En général, les pirates recherchent des données monnayables. Toutefois, actuellement, les numéros de cartes de crédit se classent aux côtés des identifiants Facebook et de messagerie électronique dans les boutiques virtuelles des pirates informatiques. Cela vient en partie du fait que les banques ont recours à plusieurs formes d’authentification pour vérifier les transactions en ligne, ce qui contraint les pirates à disposer d’informations plus complètes. Sachant cela, les cybercriminels ont fait évoluer leurs logiciels malveillants. Ceux-ci prévoient des attaques par injection pour obtenir des informations telles que le numéro IMEI (International Mobile Equipment Identity, identité internationale d’équipement mobile) d’un téléphone portable. Il suffit alors aux pirates de contacter l’opérateur de l’abonné pour se faire envoyer une nouvelle carte SIM (Subscriber Identity Module). Avec cette carte SIM, les pirates peuvent intercepter les communications entre la banque et le client qui, initialement, visent à empêcher la fraude.
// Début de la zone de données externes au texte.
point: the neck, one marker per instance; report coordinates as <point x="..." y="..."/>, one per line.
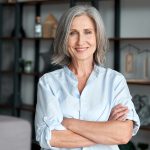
<point x="81" y="69"/>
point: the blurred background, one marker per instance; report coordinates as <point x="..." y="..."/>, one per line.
<point x="27" y="30"/>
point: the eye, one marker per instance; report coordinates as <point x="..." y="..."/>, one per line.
<point x="88" y="32"/>
<point x="73" y="33"/>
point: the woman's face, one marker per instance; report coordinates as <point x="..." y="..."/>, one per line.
<point x="82" y="39"/>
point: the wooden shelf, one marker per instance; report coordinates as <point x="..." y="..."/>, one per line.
<point x="130" y="39"/>
<point x="6" y="106"/>
<point x="25" y="38"/>
<point x="139" y="82"/>
<point x="7" y="72"/>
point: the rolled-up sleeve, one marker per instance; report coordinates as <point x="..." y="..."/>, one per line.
<point x="48" y="114"/>
<point x="122" y="96"/>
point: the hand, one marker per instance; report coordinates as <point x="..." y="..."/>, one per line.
<point x="119" y="112"/>
<point x="67" y="122"/>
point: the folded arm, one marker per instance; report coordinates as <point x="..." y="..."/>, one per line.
<point x="110" y="132"/>
<point x="69" y="139"/>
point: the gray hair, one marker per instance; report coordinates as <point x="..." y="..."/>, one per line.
<point x="61" y="55"/>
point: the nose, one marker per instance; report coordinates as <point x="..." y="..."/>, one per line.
<point x="81" y="39"/>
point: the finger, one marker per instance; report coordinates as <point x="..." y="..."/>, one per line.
<point x="116" y="116"/>
<point x="122" y="118"/>
<point x="120" y="114"/>
<point x="117" y="110"/>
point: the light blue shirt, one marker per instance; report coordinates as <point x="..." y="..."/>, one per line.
<point x="58" y="97"/>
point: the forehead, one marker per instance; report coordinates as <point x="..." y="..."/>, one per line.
<point x="83" y="21"/>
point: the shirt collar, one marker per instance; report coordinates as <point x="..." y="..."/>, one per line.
<point x="94" y="73"/>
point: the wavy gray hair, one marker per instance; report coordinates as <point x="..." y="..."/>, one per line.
<point x="61" y="55"/>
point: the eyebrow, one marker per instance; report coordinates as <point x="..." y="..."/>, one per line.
<point x="83" y="29"/>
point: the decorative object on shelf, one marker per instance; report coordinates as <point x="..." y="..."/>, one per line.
<point x="38" y="27"/>
<point x="129" y="62"/>
<point x="21" y="64"/>
<point x="7" y="90"/>
<point x="11" y="1"/>
<point x="142" y="107"/>
<point x="143" y="146"/>
<point x="28" y="66"/>
<point x="145" y="63"/>
<point x="49" y="27"/>
<point x="46" y="59"/>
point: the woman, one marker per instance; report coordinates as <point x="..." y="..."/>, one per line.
<point x="83" y="105"/>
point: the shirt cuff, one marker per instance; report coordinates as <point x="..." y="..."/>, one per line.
<point x="132" y="115"/>
<point x="52" y="125"/>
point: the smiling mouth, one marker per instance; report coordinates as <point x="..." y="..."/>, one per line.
<point x="81" y="49"/>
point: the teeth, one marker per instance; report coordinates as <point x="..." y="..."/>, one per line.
<point x="80" y="49"/>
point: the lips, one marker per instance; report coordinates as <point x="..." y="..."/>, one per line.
<point x="81" y="49"/>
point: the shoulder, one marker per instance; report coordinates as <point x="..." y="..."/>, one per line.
<point x="51" y="75"/>
<point x="110" y="74"/>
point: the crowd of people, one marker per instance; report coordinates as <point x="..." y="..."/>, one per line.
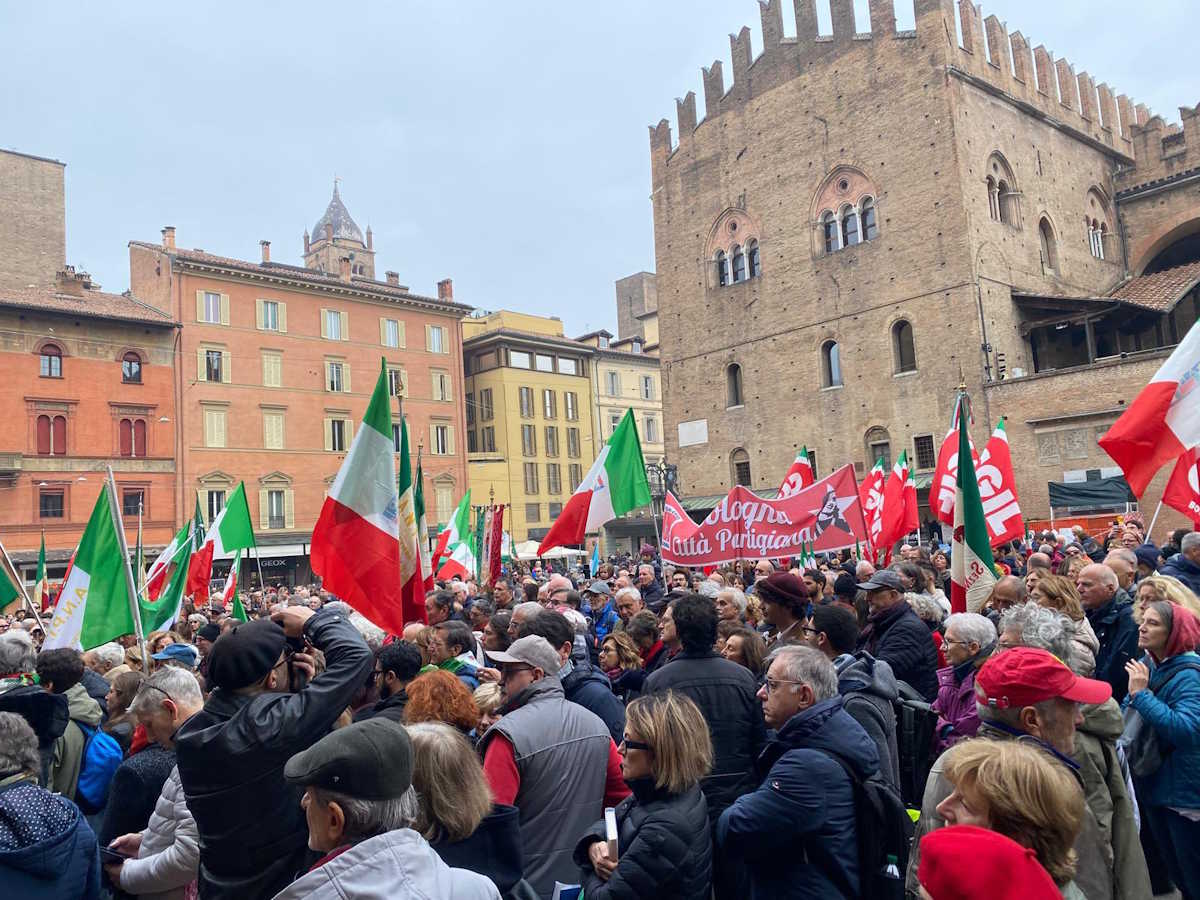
<point x="641" y="730"/>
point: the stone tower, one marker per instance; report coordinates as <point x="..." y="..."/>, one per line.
<point x="335" y="237"/>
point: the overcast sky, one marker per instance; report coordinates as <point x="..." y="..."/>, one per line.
<point x="499" y="144"/>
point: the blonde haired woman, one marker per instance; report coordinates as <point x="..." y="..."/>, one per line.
<point x="1056" y="592"/>
<point x="1017" y="790"/>
<point x="456" y="814"/>
<point x="664" y="841"/>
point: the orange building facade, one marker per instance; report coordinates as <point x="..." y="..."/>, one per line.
<point x="88" y="382"/>
<point x="277" y="364"/>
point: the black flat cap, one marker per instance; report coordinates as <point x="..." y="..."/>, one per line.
<point x="371" y="760"/>
<point x="245" y="654"/>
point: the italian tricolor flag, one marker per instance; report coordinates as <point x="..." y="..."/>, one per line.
<point x="455" y="551"/>
<point x="615" y="485"/>
<point x="94" y="605"/>
<point x="971" y="562"/>
<point x="355" y="544"/>
<point x="798" y="477"/>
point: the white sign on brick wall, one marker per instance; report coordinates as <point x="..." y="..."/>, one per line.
<point x="694" y="432"/>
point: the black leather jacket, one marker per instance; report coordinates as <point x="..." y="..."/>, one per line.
<point x="253" y="837"/>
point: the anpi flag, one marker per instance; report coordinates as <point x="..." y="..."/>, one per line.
<point x="971" y="562"/>
<point x="799" y="477"/>
<point x="94" y="604"/>
<point x="1163" y="421"/>
<point x="455" y="553"/>
<point x="613" y="486"/>
<point x="355" y="546"/>
<point x="1182" y="491"/>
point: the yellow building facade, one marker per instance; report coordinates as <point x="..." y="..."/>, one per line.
<point x="531" y="417"/>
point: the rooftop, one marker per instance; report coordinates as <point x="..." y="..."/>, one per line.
<point x="89" y="304"/>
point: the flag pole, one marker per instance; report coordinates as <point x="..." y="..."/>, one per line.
<point x="1153" y="519"/>
<point x="135" y="607"/>
<point x="21" y="586"/>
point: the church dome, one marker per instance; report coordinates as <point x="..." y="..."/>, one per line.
<point x="340" y="217"/>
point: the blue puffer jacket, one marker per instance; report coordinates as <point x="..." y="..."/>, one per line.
<point x="47" y="850"/>
<point x="799" y="825"/>
<point x="1171" y="706"/>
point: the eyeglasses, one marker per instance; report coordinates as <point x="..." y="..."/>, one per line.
<point x="773" y="684"/>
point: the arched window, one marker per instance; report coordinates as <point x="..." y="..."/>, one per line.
<point x="739" y="264"/>
<point x="870" y="229"/>
<point x="903" y="348"/>
<point x="849" y="227"/>
<point x="739" y="462"/>
<point x="833" y="238"/>
<point x="1048" y="245"/>
<point x="52" y="436"/>
<point x="733" y="395"/>
<point x="131" y="369"/>
<point x="52" y="361"/>
<point x="831" y="365"/>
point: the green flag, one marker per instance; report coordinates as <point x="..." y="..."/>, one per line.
<point x="94" y="604"/>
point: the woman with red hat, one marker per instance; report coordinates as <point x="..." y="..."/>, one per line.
<point x="1164" y="689"/>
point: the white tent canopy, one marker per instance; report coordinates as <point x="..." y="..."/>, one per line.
<point x="528" y="550"/>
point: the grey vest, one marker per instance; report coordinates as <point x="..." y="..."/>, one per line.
<point x="562" y="755"/>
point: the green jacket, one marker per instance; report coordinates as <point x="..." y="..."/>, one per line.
<point x="69" y="748"/>
<point x="1104" y="790"/>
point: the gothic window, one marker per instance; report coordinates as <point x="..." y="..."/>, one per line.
<point x="131" y="369"/>
<point x="849" y="227"/>
<point x="739" y="264"/>
<point x="1048" y="246"/>
<point x="739" y="461"/>
<point x="829" y="223"/>
<point x="52" y="361"/>
<point x="870" y="229"/>
<point x="733" y="395"/>
<point x="831" y="365"/>
<point x="903" y="348"/>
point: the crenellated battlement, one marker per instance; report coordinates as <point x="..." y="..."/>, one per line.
<point x="976" y="48"/>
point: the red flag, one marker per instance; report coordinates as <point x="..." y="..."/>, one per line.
<point x="798" y="477"/>
<point x="997" y="490"/>
<point x="1182" y="491"/>
<point x="899" y="504"/>
<point x="870" y="498"/>
<point x="1163" y="420"/>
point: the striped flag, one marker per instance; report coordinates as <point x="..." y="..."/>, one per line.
<point x="971" y="562"/>
<point x="355" y="544"/>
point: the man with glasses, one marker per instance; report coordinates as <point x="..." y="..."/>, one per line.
<point x="165" y="852"/>
<point x="265" y="706"/>
<point x="797" y="832"/>
<point x="396" y="665"/>
<point x="551" y="759"/>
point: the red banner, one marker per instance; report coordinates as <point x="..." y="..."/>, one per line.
<point x="822" y="517"/>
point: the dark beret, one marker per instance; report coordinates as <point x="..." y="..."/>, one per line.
<point x="371" y="760"/>
<point x="245" y="654"/>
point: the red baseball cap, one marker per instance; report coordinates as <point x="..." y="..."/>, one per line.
<point x="970" y="863"/>
<point x="1025" y="676"/>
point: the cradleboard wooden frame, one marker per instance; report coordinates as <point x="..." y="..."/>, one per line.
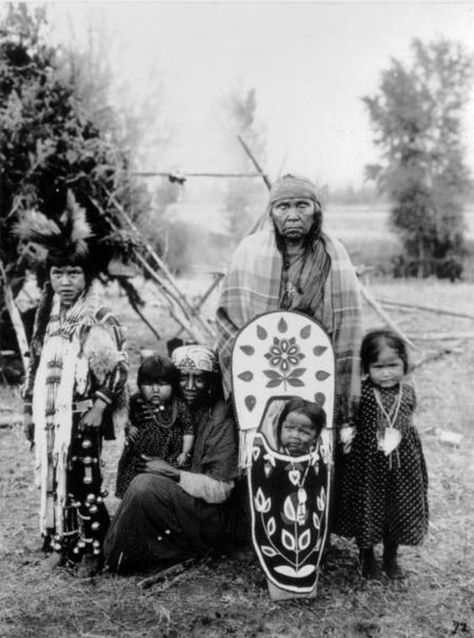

Il n’est donc pas surprenant que plus les pirates disposent d’informations sur une cible, plus leur attaque est personnalisée et plus leurs chances de succès sont élevées. Par exemple, un individu qui s’appelle John Smith est plus enclin à lire un e‐mail qui lui est adressé nommément qu’un e‐mail commençant par « Attention, Monsieur ». Cette technique appelée spear phishing a été employée ces dernières années dans certaines des plus importantes cyber‐attaques visant de grandes entreprises, notamment l’attaque très médiatisée dont a été victime RSA, la division sécurité d’EMC. La lutte contre la cybercriminalité nécessite, en partie, d’apprendre aux utilisateurs à repérer les e‐mails suspects, à commencer par ceux qui demandent des informations inhabituelles ou qui contiennent des mots‐clés incitant à télécharger une pièce jointe potentiellement malveillante.
Les pirates se concentrent sur les données ; il est donc impératif que les entreprises fassent de même. Elles doivent déterminer quelles sont leurs données critiques et les protéger avec des solutions appropriées, notamment des pare-feu, des systèmes de chiffrement et des technologies de surveillance de l’activité. Pour citer le célèbre stratège militaire chinois Sun Tzu, rappelons que « si vous ne connaissez ni votre ennemi ni vous-même, vous serez toujours en danger ».